By Kyle Peveto, Opinion Editor
Column Schmolumn
I first began to hate cell phones when I was 18 and I read On the Road by Jack Kerouac.
Kerouac roars across the country hitchhiking, busing and borrowing cars with friends and family only guessing where he laid his head. I never planned to follow Kerouac’s exploration of America, but I hoped to live in the spirit of his freedom.
When my parents tried to first buy me a cell phone three years ago, I said, “Would Kerouac or Hemingway have used a cell phone? There’s no romance in cell phones.”
I meant that my freedom would be hindered by people always calling me for almost no reason.
Later, I read an essay in Bike magazine about a man who lived in freedom almost anywhere he wanted. He bought a cell phone only because his best friend was diagnosed with cancer, and when he knew she may die any day, he kept it on and with him at all times. They had their last conversation on a roadside in Alaska while she deteriorated states away.

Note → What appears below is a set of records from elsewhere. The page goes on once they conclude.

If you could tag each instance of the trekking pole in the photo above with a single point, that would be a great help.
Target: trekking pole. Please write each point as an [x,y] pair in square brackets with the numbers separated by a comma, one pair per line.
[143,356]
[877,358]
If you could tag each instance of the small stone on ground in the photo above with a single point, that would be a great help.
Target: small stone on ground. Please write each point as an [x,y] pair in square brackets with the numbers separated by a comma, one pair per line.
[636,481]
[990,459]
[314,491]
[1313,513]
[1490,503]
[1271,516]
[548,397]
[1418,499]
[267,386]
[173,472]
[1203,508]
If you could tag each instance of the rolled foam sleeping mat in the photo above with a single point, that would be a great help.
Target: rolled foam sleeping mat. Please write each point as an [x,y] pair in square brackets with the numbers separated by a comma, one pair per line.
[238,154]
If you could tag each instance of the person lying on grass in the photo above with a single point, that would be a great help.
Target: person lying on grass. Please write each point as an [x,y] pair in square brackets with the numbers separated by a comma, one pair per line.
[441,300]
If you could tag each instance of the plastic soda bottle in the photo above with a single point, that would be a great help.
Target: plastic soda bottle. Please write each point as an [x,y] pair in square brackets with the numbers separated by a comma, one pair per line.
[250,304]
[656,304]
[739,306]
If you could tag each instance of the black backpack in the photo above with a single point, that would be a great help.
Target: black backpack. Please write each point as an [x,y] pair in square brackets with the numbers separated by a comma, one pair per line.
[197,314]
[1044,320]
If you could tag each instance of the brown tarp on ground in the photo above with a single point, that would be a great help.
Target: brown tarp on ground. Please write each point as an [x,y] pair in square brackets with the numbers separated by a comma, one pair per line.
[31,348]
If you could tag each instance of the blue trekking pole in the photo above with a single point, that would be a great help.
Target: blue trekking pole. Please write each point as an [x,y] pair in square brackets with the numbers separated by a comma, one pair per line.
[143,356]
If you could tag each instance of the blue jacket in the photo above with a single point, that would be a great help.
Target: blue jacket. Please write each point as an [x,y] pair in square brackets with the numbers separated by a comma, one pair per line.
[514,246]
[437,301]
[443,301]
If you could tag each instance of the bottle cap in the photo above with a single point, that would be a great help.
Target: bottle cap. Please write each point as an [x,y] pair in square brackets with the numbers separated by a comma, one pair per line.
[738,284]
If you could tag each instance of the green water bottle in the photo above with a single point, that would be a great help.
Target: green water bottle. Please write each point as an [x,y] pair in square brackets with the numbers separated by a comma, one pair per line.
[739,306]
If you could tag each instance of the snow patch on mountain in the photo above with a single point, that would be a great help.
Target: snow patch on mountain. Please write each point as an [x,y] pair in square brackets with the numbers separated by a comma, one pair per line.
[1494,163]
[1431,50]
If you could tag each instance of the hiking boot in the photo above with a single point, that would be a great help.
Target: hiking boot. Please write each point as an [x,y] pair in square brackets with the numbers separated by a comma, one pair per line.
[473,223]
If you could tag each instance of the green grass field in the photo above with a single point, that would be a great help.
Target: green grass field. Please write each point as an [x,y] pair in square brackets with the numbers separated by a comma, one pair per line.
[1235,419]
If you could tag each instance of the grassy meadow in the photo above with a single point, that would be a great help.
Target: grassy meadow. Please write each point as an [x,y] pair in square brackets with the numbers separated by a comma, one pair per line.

After reading the story, I knew that separating yourself from the ones who love you and need to hear your voice was freedom. But who wants freedom? Remember Bobby Magee: “Freedom’s just another word for nothing left to lose.”
Small amounts of freedom are exhilarating and liberating. Setting out on your own for a long weekend alone can refresh a soul like nothing else. Moments alone in quiet often bring about moments of the most intense clarity.

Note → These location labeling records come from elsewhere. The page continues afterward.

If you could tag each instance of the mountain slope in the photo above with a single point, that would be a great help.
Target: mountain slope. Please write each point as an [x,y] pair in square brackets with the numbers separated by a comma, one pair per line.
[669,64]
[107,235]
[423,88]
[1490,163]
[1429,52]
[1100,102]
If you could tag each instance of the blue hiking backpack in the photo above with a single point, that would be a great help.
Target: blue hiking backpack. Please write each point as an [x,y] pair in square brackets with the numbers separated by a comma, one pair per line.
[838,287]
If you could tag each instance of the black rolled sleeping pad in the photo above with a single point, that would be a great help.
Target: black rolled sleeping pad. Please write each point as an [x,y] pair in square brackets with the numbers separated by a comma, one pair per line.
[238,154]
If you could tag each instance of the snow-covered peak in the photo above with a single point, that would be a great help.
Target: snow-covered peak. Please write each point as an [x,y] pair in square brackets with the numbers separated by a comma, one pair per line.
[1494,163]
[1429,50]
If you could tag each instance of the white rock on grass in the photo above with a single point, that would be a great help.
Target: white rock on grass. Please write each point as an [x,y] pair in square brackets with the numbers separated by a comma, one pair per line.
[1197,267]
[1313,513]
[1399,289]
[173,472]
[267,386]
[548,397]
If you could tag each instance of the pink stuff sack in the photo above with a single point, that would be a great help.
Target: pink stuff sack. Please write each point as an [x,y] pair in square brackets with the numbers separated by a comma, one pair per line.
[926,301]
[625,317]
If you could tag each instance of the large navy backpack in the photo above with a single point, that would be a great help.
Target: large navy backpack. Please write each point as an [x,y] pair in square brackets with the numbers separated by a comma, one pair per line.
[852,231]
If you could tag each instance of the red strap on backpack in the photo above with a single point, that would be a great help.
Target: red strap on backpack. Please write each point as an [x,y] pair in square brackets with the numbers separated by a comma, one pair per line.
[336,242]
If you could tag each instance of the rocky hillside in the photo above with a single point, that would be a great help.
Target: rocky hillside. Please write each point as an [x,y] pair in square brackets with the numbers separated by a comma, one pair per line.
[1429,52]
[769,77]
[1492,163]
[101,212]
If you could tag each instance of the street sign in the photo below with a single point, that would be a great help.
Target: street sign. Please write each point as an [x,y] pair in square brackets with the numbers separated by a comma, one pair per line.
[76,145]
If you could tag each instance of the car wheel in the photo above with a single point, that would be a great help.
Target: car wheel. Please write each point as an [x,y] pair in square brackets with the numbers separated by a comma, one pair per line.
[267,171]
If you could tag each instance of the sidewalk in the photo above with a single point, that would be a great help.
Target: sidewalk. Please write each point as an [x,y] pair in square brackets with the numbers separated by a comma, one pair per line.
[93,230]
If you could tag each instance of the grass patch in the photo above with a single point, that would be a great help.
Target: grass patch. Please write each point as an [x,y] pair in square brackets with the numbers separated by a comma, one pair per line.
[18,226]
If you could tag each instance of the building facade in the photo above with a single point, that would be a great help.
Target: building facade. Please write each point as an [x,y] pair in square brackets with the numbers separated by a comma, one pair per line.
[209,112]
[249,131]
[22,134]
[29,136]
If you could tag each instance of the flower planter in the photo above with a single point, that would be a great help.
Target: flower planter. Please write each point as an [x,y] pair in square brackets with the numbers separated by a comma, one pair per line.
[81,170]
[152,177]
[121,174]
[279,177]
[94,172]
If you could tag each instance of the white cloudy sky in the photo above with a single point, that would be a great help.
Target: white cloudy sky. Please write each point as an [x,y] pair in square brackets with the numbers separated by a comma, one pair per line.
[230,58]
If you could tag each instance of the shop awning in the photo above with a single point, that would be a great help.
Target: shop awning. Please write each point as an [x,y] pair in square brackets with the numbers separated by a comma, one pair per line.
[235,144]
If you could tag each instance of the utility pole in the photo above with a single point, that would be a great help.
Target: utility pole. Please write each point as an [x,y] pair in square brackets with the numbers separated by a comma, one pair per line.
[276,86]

Too much freedom turns into loneliness. The man who spends his life chasing the road wakes up one day longing for a little less freedom, to be bound by someone.
Humans don’t want complete freedom. We want to expand our limits and do what we want with the time we have to ourselves, but at the end of the day we want to see and hear from those who are important to us.

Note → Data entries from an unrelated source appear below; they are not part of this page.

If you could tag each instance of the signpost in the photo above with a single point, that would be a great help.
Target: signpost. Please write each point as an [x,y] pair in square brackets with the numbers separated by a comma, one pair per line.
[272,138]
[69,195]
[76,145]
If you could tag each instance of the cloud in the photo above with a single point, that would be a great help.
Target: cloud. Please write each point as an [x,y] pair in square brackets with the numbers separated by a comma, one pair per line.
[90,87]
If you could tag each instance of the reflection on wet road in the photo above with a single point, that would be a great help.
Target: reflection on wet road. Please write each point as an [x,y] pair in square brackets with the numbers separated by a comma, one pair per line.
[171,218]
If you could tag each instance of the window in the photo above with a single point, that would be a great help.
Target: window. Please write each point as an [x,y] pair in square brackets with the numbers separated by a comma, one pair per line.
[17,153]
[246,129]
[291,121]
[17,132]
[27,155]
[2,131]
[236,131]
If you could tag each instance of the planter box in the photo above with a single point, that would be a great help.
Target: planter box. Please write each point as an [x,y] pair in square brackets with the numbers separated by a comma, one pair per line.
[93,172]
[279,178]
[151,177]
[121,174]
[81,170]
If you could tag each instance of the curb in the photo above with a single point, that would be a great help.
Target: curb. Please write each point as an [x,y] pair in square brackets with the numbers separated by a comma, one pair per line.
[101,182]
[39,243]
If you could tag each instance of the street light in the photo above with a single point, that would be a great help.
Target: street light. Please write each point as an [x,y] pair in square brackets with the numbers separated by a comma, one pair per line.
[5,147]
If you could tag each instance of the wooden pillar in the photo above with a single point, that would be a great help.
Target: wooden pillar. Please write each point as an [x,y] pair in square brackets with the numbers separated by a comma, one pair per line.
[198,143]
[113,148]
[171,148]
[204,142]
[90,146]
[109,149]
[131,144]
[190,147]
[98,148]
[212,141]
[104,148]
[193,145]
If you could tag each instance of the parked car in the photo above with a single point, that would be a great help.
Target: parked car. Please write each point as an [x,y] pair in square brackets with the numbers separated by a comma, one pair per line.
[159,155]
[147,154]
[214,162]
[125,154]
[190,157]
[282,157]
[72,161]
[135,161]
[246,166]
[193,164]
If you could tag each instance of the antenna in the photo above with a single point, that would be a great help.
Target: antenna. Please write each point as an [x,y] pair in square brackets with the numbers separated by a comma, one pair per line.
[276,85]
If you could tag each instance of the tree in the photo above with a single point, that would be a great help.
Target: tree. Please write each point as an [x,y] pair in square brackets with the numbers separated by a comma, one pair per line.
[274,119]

Cellular phones allow us to be tethered to the people who matter at all times. It becomes a long leash.
I now realize that Kerouac and Hemingway, though masters of the written word, were depressed alcoholics incapable of holding onto a healthy relationship. They probably still would not have a cell phone today, but they also wouldn’t have many people wanting to call them.
I bought a cell phone two years ago, and though I still despise the idea of completely tactless, private conversations held in public, I enjoy receiving phone calls from those who really matter to me.